Häufig wird die Prüfmittelüberwachung vom Gerätehersteller im Rahmen von Wartungsverträgen oder von externen, dafür akkreditierten Laboratorien durchgeführt. Die wiederkehrende Funktionsüberwachung und Kalibrierung kann auch vom Geräteanwender vorgenommen werden, vorausgesetzt, daß er gem. ISO 10012 Abs. 18 hinsichtlich des Personals, der Meßmittel und der Normale die Voraussetzungen dafür erfüllt. Die dafür verwendeten Normale müssen sich im Sinne einer metrologischen Kette auf nationale oder internationale Normale zurück führen lassen. Für jedes Prüfgerät sollte ein Kontrollblatt angelegt werden, welches den Gerätetyp und die Gerätenummer, das Datum der letzten Qualitätskontrolle, das Kontrollintervall, die ermittelten Meßabweichungen und ihre Bewertung in Bezug auf definierte Grenzen, Befunde und Reparaturen, Einsatzort, Name und Unterschrift des Prüfers enthält.
Für Ultraschallgeräte und Durchstrahlungsprüfgeräte existieren meistens bereits zwischen dem Gerätehersteller und dem Geräteanwender sowie zentralen Prüfstellen vielfältige Abmachungen über eine regelmäßige metrologische Kalibrierung und Überwachung, die den Anforderungen einer Zertifizierung nach DIN EN ISO 9000 ff. und der Akkreditierung von Prüflabors nach DIN 45001 genügen.

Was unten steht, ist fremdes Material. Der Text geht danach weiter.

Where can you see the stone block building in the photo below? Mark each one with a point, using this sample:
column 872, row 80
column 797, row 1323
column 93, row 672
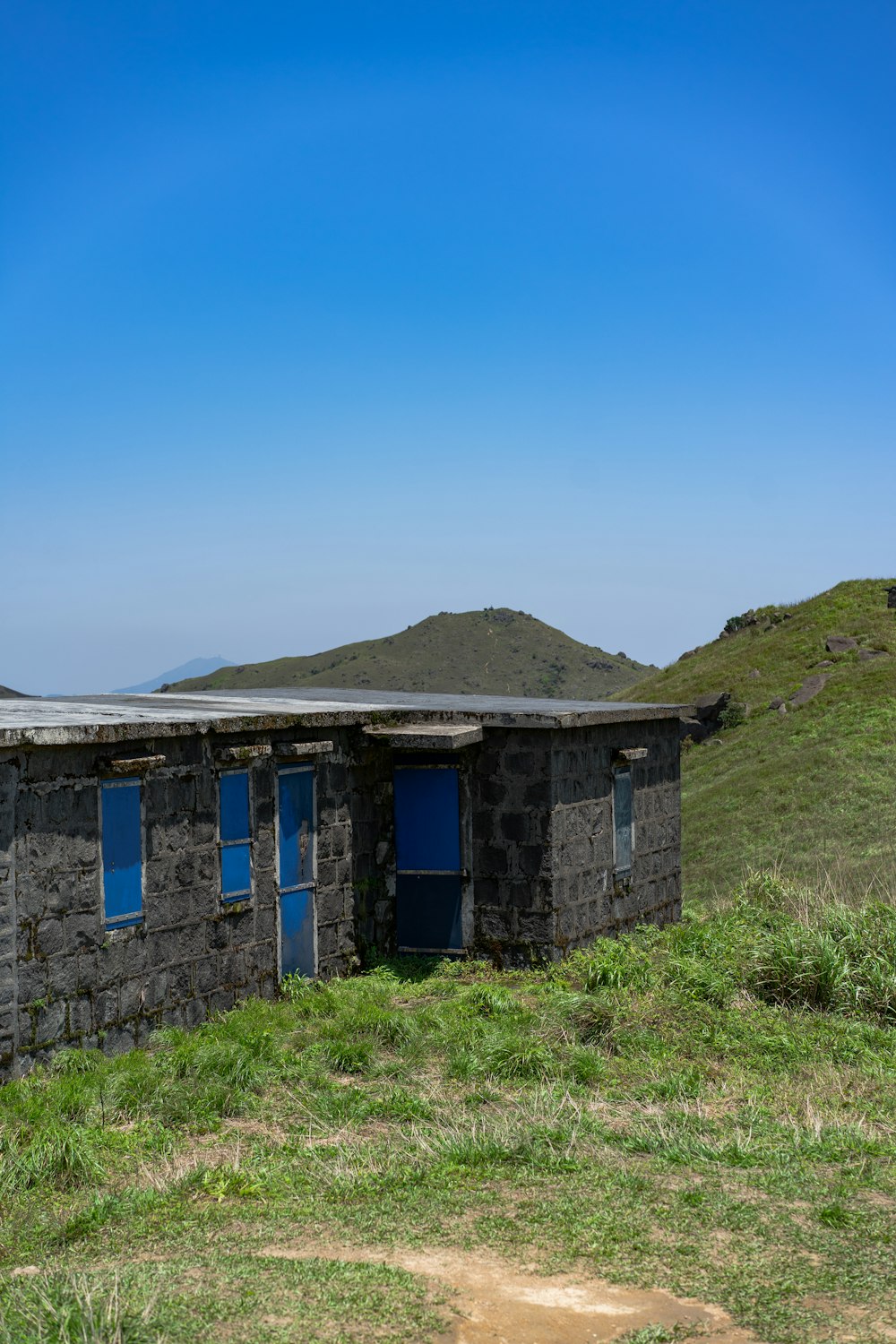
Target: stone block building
column 164, row 857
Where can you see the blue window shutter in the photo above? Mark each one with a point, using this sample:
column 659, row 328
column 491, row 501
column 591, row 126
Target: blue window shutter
column 121, row 852
column 296, row 828
column 234, row 806
column 427, row 833
column 236, row 870
column 236, row 843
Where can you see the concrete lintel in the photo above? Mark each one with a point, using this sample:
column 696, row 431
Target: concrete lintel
column 230, row 755
column 290, row 750
column 134, row 765
column 427, row 737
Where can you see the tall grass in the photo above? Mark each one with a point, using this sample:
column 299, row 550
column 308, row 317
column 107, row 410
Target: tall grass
column 70, row 1309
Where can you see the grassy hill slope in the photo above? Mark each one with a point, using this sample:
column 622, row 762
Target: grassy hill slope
column 813, row 790
column 495, row 650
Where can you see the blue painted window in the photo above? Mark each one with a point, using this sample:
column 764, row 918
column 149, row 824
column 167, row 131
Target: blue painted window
column 296, row 827
column 427, row 854
column 622, row 822
column 427, row 833
column 123, row 868
column 296, row 857
column 236, row 843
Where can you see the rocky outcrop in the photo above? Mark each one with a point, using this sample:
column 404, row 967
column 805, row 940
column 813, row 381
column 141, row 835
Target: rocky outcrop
column 809, row 690
column 840, row 644
column 707, row 720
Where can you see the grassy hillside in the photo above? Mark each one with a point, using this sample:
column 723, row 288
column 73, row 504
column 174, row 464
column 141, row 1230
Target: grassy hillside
column 707, row 1110
column 813, row 789
column 493, row 650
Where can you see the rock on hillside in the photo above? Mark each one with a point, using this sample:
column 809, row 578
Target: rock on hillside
column 801, row 768
column 495, row 650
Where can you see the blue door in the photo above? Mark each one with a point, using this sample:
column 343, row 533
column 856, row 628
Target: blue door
column 427, row 852
column 296, row 870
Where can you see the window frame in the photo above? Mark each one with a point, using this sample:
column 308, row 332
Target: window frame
column 621, row 870
column 247, row 892
column 134, row 917
column 301, row 768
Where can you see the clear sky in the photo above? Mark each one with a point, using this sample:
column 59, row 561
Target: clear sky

Es gibt aber auch eine Reihe von Geräten, für die ein solcher Aufwand zu hoch wäre und für die eine dokumentierte Eigenüberwachung ausreichen würde. Dazu gehören z.B. die Wechselstrom-Handmagnete für die Magnetpulver-Rißprüfung.
Nachfolgend wird als Beispiel ein bei der Fa. NSQ Hauk GmbH bewährtes Verfahren beschrieben, mit dem man periodisch die Funktion von Wechselstrom - Handmagneten mit Hilfe des an und für sich speziell für die Justierung von Ultraschallgeräten genormten Kontrollkörpers K1 nach DIN 54 120 selbst überwachen kann.
Dieser Kontrollkörper ist deshalb für eine solche Überwachung gut geeignet, weil er weit verbreitet ist und weil er hinsichtlich seiner Geometrie, seiner Oberflächenrauheit und seiner Zusammensetzung definiert ist und damit reproduzierbare physikalische Eigenschaften aufweist.
Hinzu kommt, daß der Werkstoff nach der magnetischen Prüfung nur eine vernachlässigbare Restfeldstärke aufweist, ein definierter künstlicher Spalt vorliegt und sein Gewicht für eine Haftkraftprüfung geeignet ist.